HELSINKI (Reuters) - Recently founded Nokia Siemens Networks (NSN) closed in on Ericsson’s lead in the cutthroat global market for wireless network gear in the fourth quarter, research firm Dell’Oro said.
The 50-50 venture of Nokia and Siemens, which started operations in April 2007, increased its market share to 29 percent in the quarter from 25 percent a year earlier, helped by strong growth in emerging markets in the Asia-Pacific region.
“NSN has a slightly higher presence in these emerging regions than Ericsson,” Dell’Oro analyst Scott Siegler said.
Over the same period, the market share of Sweden’s Ericsson fell to 34 percent from 36 percent.
“Nokia Siemens is definitely a very strong number two, and is coming on strong. But currently, Ericsson is the dominant player,” Siegler said.

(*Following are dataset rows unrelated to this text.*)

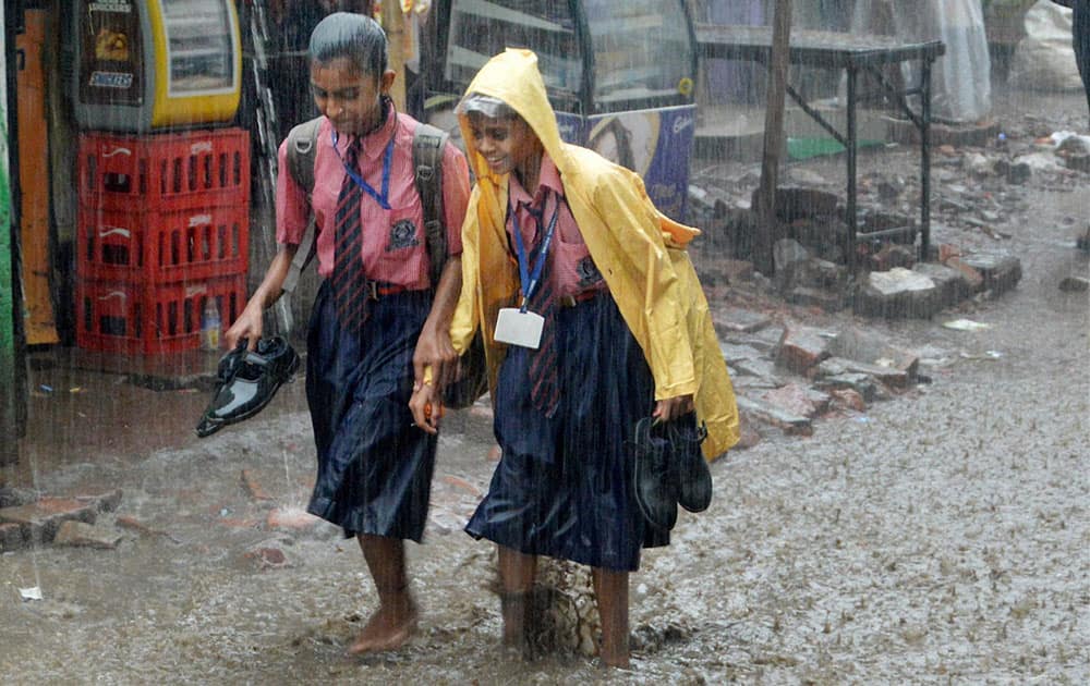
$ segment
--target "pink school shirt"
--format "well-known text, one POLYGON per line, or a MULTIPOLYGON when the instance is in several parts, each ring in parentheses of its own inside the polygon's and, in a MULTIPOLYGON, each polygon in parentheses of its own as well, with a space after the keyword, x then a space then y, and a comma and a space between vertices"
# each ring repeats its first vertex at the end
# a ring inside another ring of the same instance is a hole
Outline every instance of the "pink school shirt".
MULTIPOLYGON (((427 246, 424 237, 424 213, 416 193, 415 170, 412 163, 412 138, 416 121, 407 114, 387 115, 386 123, 363 138, 360 150, 359 174, 376 192, 382 193, 383 158, 386 146, 393 136, 390 160, 390 181, 385 210, 367 193, 360 201, 363 226, 361 259, 364 273, 373 281, 423 290, 431 286, 427 246), (405 222, 412 222, 407 224, 405 222)), ((350 136, 340 136, 334 148, 332 124, 328 119, 318 126, 317 149, 314 158, 314 194, 311 204, 306 192, 287 173, 287 146, 280 145, 277 179, 276 216, 277 242, 299 245, 306 229, 310 209, 313 208, 318 233, 315 240, 318 273, 329 277, 334 270, 335 213, 341 185, 347 177, 341 156, 351 143, 350 136)), ((462 252, 462 220, 469 204, 470 182, 465 157, 455 146, 443 152, 443 208, 447 226, 447 254, 462 252)))
MULTIPOLYGON (((564 297, 605 291, 607 287, 606 282, 602 279, 602 273, 591 258, 591 252, 588 249, 586 243, 583 242, 583 234, 579 230, 579 224, 576 223, 576 218, 571 216, 571 209, 568 207, 568 204, 560 199, 564 196, 564 183, 560 181, 560 172, 549 156, 544 155, 542 157, 542 167, 537 174, 537 192, 533 198, 530 197, 526 189, 514 177, 514 174, 511 174, 509 179, 510 186, 508 193, 511 198, 511 208, 518 215, 519 229, 522 233, 523 245, 525 245, 528 252, 540 240, 537 219, 534 217, 534 212, 530 211, 530 208, 533 208, 534 211, 538 208, 544 208, 544 211, 541 213, 542 225, 540 230, 541 236, 544 236, 549 221, 553 219, 553 212, 557 211, 557 203, 559 203, 556 229, 553 232, 553 242, 549 244, 547 256, 549 260, 548 280, 554 292, 564 297), (548 193, 549 191, 552 193, 548 193)), ((510 238, 512 255, 514 255, 513 259, 517 260, 518 257, 514 254, 514 221, 510 217, 507 221, 507 233, 510 238)))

With China’s Huawei Technologies and ZTE moving into the market in the past few years, network equipment prices have dropped, hitting the results of the top vendors.

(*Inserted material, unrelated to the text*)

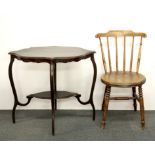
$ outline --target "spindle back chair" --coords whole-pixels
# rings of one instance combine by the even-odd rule
[[[99,39],[103,66],[105,70],[105,74],[101,77],[101,81],[106,85],[102,103],[103,118],[101,122],[101,127],[102,128],[105,127],[109,100],[129,100],[129,99],[133,100],[135,111],[137,111],[136,101],[140,103],[141,126],[144,127],[145,121],[144,121],[144,101],[143,101],[142,85],[145,83],[146,79],[142,74],[139,74],[139,67],[142,52],[142,41],[143,38],[146,37],[146,34],[141,32],[115,30],[115,31],[109,31],[107,33],[98,33],[96,34],[95,37]],[[113,44],[111,43],[111,39],[113,39]],[[140,40],[139,43],[137,39]],[[128,43],[129,40],[130,43]],[[136,43],[139,44],[137,59],[134,58],[135,55],[134,49],[135,46],[137,47]],[[123,61],[121,62],[121,65],[119,63],[120,60],[119,58],[121,58],[119,53],[120,46],[123,49],[123,56],[122,56]],[[107,50],[105,50],[105,47],[107,48]],[[113,54],[111,52],[112,47],[113,50],[115,50],[115,64],[113,63],[114,61],[112,61],[111,59],[111,55]],[[127,68],[127,50],[131,52],[128,68]],[[107,57],[108,57],[107,59],[105,51],[107,51]],[[136,60],[135,71],[133,71],[134,60]],[[115,66],[115,69],[113,66]],[[122,68],[120,68],[120,66]],[[110,97],[111,87],[122,87],[122,88],[131,87],[132,97]],[[136,94],[136,87],[138,87],[139,95]]]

The third-largest player, Alcatel-Lucent, had 16 percent of the market in October-December, Dell’Oro said, while Huawei’s share more than doubled to 5 percent -- on par with Motorola Inc and just behind the number four, Nortel Networks Corp.
Restructuring programs at NSN and Alcatel-Lucent allowed Ericsson in the middle of 2007 to grab market share by slashing prices, but its push ended with a profit warning in October that sent its shares as much as 30 percent down in one day.
Top vendors have started to walk away from deals where prices have been pushed too low. NSN last year withdrew from a major deal in India, saying the price and conditions were too weak, and even Huawei said last week at a trade show in Barcelona it has rebuffed deals over price.
Dell’Oro said Huawei, whose third-generation (3G) equipment sales more than doubled in the fourth quarter from the third quarter, will shortly become the third-largest vendor of 3G networks, surpassing Alcatel-Lucent.
Dell’Oro said GSM technology still dominates the telecom network market and that it grew in the fourth quarter from the third. But the research firm said 3G, also known as WCDMA, is finally gaining traction and is poised to have a strong 2008.
“All signs point to a breakout year for the WCDMA market in 2008,” Siegler said, adding that nearly 90 percent of all 3G networks have been upgraded to enable faster download speeds.
Siegler said faster speeds, making it easier to download video or share pictures on cell phones, were the best incentive for subscribers to start using 3G phones and services.